Last week’s Tera-scale announcement at the International Solid State Circuits Conference (ISSCC) certainly created a lot of buzz in the press and on the Web. I have to admit being somewhat surprised by how extensively the story was picked up, not just in the technical press, but the popular press as well. From the many interviews I did, it was quite clear that people have an insatiable desire to know what their future computing devices will do and how soon they will do it. Fortunately, researchers at Intel and elsewhere have spent several years, not just thinking about the question, but actually building prototypes of those next-decade applications. Believe me when I say it’s much more credible to talk about a specific example than just blow some smoke and promise that whatever those applications are, they will be really cool.
Back to Recognition, Mining, and Synthesis
I first addressed the issue of why now is the time to create these ideas in my post Cool Codes in which I introduced the RMS categories.
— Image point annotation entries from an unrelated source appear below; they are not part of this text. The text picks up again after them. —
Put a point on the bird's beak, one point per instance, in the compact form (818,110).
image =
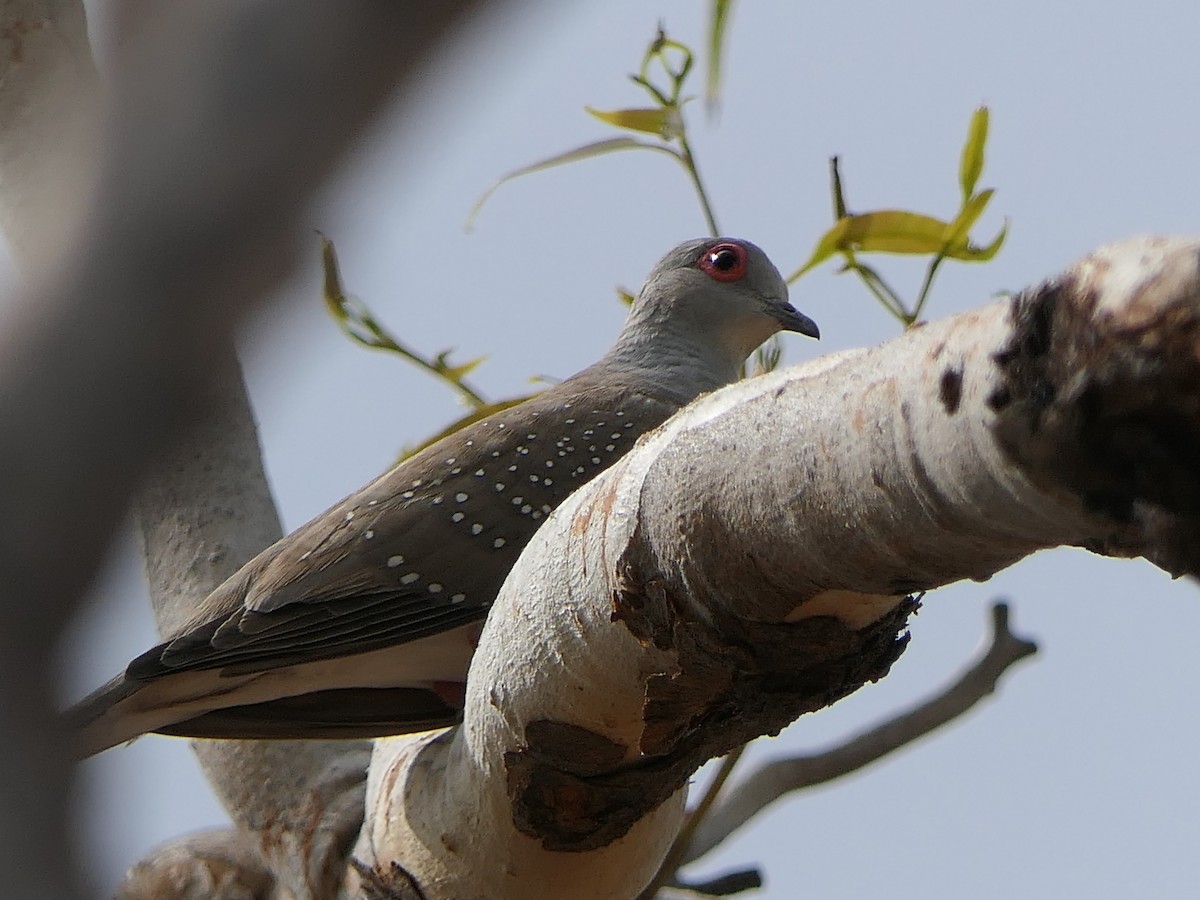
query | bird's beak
(792,319)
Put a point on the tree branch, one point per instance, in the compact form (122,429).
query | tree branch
(223,118)
(773,780)
(755,558)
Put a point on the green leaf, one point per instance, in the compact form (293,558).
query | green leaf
(839,197)
(663,121)
(474,415)
(456,373)
(971,166)
(581,153)
(969,215)
(903,232)
(881,232)
(971,253)
(331,287)
(718,30)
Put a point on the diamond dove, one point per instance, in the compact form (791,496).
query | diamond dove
(361,623)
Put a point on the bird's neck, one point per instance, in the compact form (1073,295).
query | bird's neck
(684,367)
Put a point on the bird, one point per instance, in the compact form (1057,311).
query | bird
(363,622)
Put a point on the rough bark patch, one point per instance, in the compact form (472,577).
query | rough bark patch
(733,681)
(1108,407)
(395,883)
(951,389)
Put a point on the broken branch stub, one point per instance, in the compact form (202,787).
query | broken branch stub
(757,557)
The important point is there is an entirely new breed of applications waiting to be invented that doesn’t simply benefit from Tera-scale performance, it requires it. Let me refresh you on RMS by talking about real-time motion capture and rendering and a few other examples to illustrate the idea.
Today, to produce a Pixar-quality image takes about 6 hours of computing on a current-generation, dual-processor rack-mount server. That's to render one frame out of the 144,000 frames required for a feature-length, animated movie. How cool would it be if you could bring that quality of image rendering to your desktop in real-time? Imagine playing the Cars video game with imagery that's comparable to what you see in the theater. To create that user experience, we have to go from 6 hours per frame to 124th of a second per frame, but at least it’s a very well-characterized computational improvement. It will take a combination of teraFLOPS of computing power and huge advances in the algorithms that render the image. Note that synthesis is the “S” in RMS, and this is but one example.
By the way, synthesis is not just about making pictures. It's making sounds, making things move and interact with one another in physically accurate ways. When an animated character speaks in these future desktop animations, their facial muscles will move exactly as they do when a real person speaks. It does beg the question whether we’ll actually need actors at some point, but that’s a topic for another blog.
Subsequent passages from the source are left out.